Vergnügungssteuerpflichtige Ämter hat sich Waigel in seiner politischen Karriere, die 1957 mit dem Eintritt in die Junge Union begann, nicht herausgesucht. Die größten Belastungsproben erlebte er als Bundesfinanzminister unter Kanzler Helmut Kohl (CDU) von 1989 bis 1998. In dieser Zeit hatte er nicht nur die damals massiven Herausforderungen als oberster Kassenwart der Republik zu meistern, sondern auch die mehr oder weniger massive Opposition seines innerparteilichen Gegenspielers, des bayerischen Ministerpräsidenten Edmund Stoiber (CSU), auszuhalten.

Die Zeit, als Theo Waigel CSU-Chef und Stoiber Ministerpräsident war (von 1993 bis 1999), ging als eine Periode der Konflikte in die Parteigeschichte ein. Freunde wurden die beiden CSU-Spitzenpolitiker auch Jahre später nicht - entgegen anders lautender Bekundungen bleibt Groll.

Informationen über Waigels Privatleben kursieren

In seiner Autobiographie "Ehrlichkeit ist eine Währung" bestätigte Waigel, wie sehr ihn die Attacken seines innerparteilichen Gegners berührten. Im Machtkampf um die Nachfolge von Max Streibl (CSU) als Ministerpräsident hatte Waigel 1993 gegen Stoiber den Kürzeren gezogen, auch weil Infos über Waigels Privatleben von der Stoiber-Seite lanciert wurden.

Die CSU fuhr bei der Bundestagswahl 1998 in Bayern ein Ergebnis von 47,7 Prozent ein. Heute wäre das ein Traumergebnis, damals war es eine Enttäuschung, es galt für die CSU stets das Ziel "50 Prozent plus X". Waigel machte auf dem CSU-Parteitag im Januar 1999 den Weg für Stoiber frei. Zehn Jahre später wurde er von einem CSU-Parteitag zum Ehrenvorsitzenden gewählt - zwei Jahre später als Stoiber.

Politische Spitzenämter strebte Waigel seit 1999 nicht mehr an, aber untätig blieb er nicht. Immer wieder meldet er sich zu Wort, besonders dann, wenn sein europäisches Lebenswerk attackiert wird.
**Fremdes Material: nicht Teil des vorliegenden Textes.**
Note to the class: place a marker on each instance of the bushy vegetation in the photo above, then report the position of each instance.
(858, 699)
So zeigt sich Waigel als engagierter Kämpfer gegen die AfD.

Aiwangers Art und Weise "unmöglich"

Würde man der Forderung der Rechtspopulisten folgen und die EU verlassen, wäre das "eine totale Katastrophe für Deutschland". Die großen Demonstrationen gegen rechts nannte er "großartig" und riet - entgegen seiner Bekundung, keine Ratschläge erteilen zu wollen - der CSU, sich daran zu beteiligen.

Überhaupt keinen Gefallen findet der CSU-Ehrenvorsitzende an den Freien Wählern (FW). Die "Bayern-Koalition" von CSU und FW nennt Waigel wenig enthusiastisch "vertretbar", den FW-Chef Hubert Aiwanger und seine "populistische Art und Weise, Stimmungen zu bedienen und zu fördern", "unmöglich".
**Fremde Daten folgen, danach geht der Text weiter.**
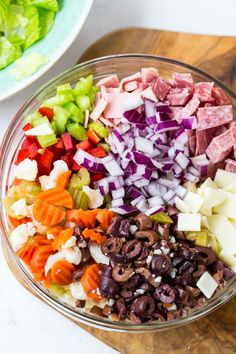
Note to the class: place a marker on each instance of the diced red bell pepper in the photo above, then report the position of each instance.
(45, 162)
(97, 152)
(67, 140)
(47, 112)
(26, 127)
(93, 137)
(76, 167)
(95, 177)
(84, 145)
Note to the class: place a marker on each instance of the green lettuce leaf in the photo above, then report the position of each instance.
(8, 52)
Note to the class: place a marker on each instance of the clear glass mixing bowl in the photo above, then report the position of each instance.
(123, 65)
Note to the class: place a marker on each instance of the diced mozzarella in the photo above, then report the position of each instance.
(194, 201)
(207, 285)
(189, 222)
(95, 197)
(224, 178)
(27, 170)
(97, 254)
(21, 233)
(43, 129)
(20, 207)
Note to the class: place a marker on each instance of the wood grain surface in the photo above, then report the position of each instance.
(216, 333)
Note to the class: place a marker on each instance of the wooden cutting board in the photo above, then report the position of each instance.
(216, 333)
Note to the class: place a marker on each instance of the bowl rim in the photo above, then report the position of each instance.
(57, 304)
(58, 54)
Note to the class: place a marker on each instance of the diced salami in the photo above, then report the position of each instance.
(204, 137)
(230, 165)
(160, 88)
(109, 81)
(149, 74)
(182, 79)
(178, 96)
(220, 96)
(203, 90)
(210, 117)
(220, 147)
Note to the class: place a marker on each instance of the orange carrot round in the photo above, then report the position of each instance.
(61, 272)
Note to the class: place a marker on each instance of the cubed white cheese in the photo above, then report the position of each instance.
(27, 170)
(194, 201)
(207, 285)
(20, 207)
(95, 197)
(189, 222)
(21, 233)
(224, 178)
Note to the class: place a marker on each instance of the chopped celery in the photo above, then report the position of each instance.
(74, 112)
(80, 179)
(105, 146)
(83, 102)
(83, 86)
(60, 117)
(99, 129)
(162, 218)
(64, 89)
(80, 198)
(77, 131)
(59, 100)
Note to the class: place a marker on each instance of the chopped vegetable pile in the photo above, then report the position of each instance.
(22, 23)
(123, 201)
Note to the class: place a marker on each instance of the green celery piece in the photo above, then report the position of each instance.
(80, 198)
(83, 86)
(162, 218)
(83, 102)
(59, 100)
(77, 131)
(61, 118)
(8, 52)
(32, 30)
(51, 5)
(99, 129)
(46, 21)
(80, 179)
(75, 114)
Über Stil und Qualität der heutigen politischen Auseinandersetzung ist Waigel nicht glücklich. Auch früher habe die Politik gestritten, aber es sei eine "Polemik mit Tiefgang" gewesen. Es mache ihn besorgt, dass "wir nicht in der Lage sind, in einer schwierigen Zeit etwas Bahnbrechendes zu tun".